The centerpiece of Violet Dennison’s new show, “Damaged Self,” at Tara Downs in New York is a painting of a purple flower, a “pop silhouette” of a Jacob’s ladder wildflower, to be specific. The artist is well aware that the color corresponds with her own first name, confirming as much with a slight nod and smile. (It’s echoed again in the title, Jacob’s Ladder Flower in Violet, 2024.) “There’s always some sort of language tied to my work,” Dennison explains. She was drawn to the Biblical and spiritual connotations of the plant’s name, too; coincidentally, she’d found herself in something of a Biblical situation the day after she’d discovered the flower near her boyfriend’s family’s house in California, when a raging wildfire passed in the vicinity.
Narratives aside, the core concept of “Damaged Self” is abstraction, Dennison, 35, stresses. Even as she riffs on representative motifs including but not limited to the wildflower, her 15 new works are awash with broad, expressive strokes. All were executed in her studio with squeegees and paintbrushes, leaving an effect in the lineage of Abstract Expressionism but with a uniquely Dennison touch, as the artist combines her eye for composition with in-the-moment instinct for layering color and texture. Previous bodies of her work have taken form as abstract sculptures and installations, and she’s put a great deal of thought into the process as she’s turned her attention to the canvas. “There’s something about painting in general, particularly abstraction, it’s very hard to talk about and hard to write about,” she says. “I think that's what draws me into it, that it is this subjective visual experience.” Unmissable are a trio of monochrome paintings, Burnt Out! Green 1-3, 2024, that take up lime-green pigment applied in sweeping gestures, forming dimensional knots, flat sheets, and dark speckles out of the single hue. Nearby, several “Tilt” paintings delve into geometric abstraction as each features a multi-colored rectangle superimposed at an angle within the physical canvas, leaving neutral-toned patches around the edges. “It’s a painting of an unstretched painting,” Dennison explains. “I’m approaching the painting in a systematic way: ‘I’m tilting it,’ ‘I’m erasing it.’”
Another figurative motif—and a personal favorite of mine—manifests in a white, filmstrip-like configuration that bisects the abstractions in two paintings, and on which appears silhouettes of clothed figures, shoes and bags; the imagery is derived from screenshots from the e-commerce site SSENSE, of product listings from the cool-kid brand Kiko Kostadinov. “It’s insane how quickly we can recognize this thing as the shopping grid, and we’re so immersed in that,” she says. She also connects the endless scrolling inherent to online shopping to the ephemerality of flowers: “There's always a gap between what we can have. And we're never going to be satisfied, right? We're always pushing for something else.”

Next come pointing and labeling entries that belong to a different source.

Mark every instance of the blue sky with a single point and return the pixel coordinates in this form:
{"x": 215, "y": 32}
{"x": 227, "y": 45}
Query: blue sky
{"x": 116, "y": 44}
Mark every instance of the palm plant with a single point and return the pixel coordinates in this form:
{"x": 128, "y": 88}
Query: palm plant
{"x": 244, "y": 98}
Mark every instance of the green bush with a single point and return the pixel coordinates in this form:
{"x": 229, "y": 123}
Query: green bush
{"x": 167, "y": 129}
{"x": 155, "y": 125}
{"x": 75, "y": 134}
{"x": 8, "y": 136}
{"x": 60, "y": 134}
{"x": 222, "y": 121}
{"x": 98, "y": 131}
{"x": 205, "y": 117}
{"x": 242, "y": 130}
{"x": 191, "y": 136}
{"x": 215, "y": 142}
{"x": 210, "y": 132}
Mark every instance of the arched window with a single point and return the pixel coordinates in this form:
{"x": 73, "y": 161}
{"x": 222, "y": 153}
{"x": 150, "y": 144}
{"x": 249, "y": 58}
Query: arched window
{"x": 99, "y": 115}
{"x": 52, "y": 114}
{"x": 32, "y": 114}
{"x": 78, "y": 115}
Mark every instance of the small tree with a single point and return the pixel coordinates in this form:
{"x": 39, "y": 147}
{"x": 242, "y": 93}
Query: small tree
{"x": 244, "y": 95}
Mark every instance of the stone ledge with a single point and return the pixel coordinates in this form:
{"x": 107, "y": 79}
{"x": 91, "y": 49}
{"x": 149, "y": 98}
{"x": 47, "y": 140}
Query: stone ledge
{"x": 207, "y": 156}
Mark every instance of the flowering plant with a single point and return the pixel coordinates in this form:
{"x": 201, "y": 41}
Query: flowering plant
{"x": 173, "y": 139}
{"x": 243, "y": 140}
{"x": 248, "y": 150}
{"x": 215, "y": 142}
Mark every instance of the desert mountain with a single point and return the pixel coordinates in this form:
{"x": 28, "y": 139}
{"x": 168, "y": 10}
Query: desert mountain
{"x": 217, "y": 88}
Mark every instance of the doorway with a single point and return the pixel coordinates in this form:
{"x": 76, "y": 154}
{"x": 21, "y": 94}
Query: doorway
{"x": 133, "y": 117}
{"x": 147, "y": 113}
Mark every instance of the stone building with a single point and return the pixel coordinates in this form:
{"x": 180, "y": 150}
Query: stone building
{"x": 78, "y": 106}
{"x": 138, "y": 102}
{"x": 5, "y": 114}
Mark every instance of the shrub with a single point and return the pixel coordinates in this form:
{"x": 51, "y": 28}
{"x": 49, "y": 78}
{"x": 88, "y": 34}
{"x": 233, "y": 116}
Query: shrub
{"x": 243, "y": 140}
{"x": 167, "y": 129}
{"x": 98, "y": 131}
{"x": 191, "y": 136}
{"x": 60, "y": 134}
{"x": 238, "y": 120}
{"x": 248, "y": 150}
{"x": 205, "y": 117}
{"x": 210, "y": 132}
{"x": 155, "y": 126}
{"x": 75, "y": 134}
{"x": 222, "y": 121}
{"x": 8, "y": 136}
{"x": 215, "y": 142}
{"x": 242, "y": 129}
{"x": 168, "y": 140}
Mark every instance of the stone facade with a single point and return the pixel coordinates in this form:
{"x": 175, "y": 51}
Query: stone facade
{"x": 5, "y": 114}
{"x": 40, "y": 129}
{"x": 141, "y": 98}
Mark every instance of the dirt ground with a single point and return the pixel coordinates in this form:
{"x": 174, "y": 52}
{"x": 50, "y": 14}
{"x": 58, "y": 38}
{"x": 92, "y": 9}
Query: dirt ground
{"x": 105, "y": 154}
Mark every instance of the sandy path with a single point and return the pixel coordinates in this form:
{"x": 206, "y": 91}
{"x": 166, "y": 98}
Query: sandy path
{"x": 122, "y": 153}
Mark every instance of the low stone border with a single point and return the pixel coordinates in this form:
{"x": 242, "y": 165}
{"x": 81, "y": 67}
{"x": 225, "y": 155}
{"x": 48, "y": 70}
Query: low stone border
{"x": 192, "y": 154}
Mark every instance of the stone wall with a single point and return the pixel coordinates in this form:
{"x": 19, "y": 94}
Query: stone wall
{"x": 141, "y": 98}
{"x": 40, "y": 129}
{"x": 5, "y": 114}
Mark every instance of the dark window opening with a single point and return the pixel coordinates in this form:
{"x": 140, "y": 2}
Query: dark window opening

Further speculating on the meeting of abstraction and lived experience in the work, Dennison reasons: “The most basic concept is just painting my feelings,” she says. “I’m obsessed with this idea of making painting feel now, or current. I think that’s why I'm really drawn to these moments in the contemporary space of inattention, distraction, disruption. I try to let those feelings lead me, and fall into it more.”
“Damaged Self” is on view through October, 5, 2024 at Tara Downs at 424 Broadway Floor 3, New York, NY 10013.